La mayoría de los vendedores salían de estas reuniones de monólogos incansables convencidos de que la vida había sido injusta con ellos al no contar con las extraordinarias aptitudes de tan soberbios jefes. No es de extrañar que todas las personas que conocí en los seis meses que estuve trabajando con ellos ya no están en la empresa. Y no te hablo de dos o tres personas, te hablo de decenas. Te puedo asegurar, muchos de ellos son todavía buenos amigos, que nunca entendieron cómo se vende lo que se supone que debían de vender.

La instrucción más precisa que llegué a escuchar fue un “tienes que creer en lo que vendes”. ¿Qué? ¿Creer en lo que vendes? ¿Qué es eso? ¿Cómo se cree en lo que uno vende? Y lo que es más importante, ¿cómo se sigue esa instrucción? ¿Qué rayos quiere decir “creer en lo que vendes”?

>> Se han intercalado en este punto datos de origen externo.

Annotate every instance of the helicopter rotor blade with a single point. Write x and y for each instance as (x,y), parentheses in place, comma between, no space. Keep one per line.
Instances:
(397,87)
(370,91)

En las empresas de clase mundial se considera que un jefe o supervisor tiene éxito cuando lo tienen sus colaboradores directos, aquellos a quienes lidera. Y no es solo una medida de éxito organizacional, también lo es, más importantemente todavía, en el plano personal. No hay nada comparable a la experiencia de saber que las personas que han estado contigo trabajando o lideradas por ti, han experimentado un crecimiento personal que ha beneficiado sus vidas.

Y si un supervisor o jefe te ha llevado a ser mejor, a cumplir con los estándares de trabajo con eficacia, a desempeñarte con excelencia, a permitir que la empresa para la que trabajas crezca y genere nuevos empleos, entonces cualquier dinero que ese jefe haya costado valió la pena porque el beneficio para la empresa es obvio.

Pero si eres un jefe infiltrado y sabes que alguno de tus subordinados no cumple con lo que se pide, que sepas que no es su culpa, pero que lo que te está diciendo no es que necesita un premio económico y un abrazo sino más y mejor supervisión.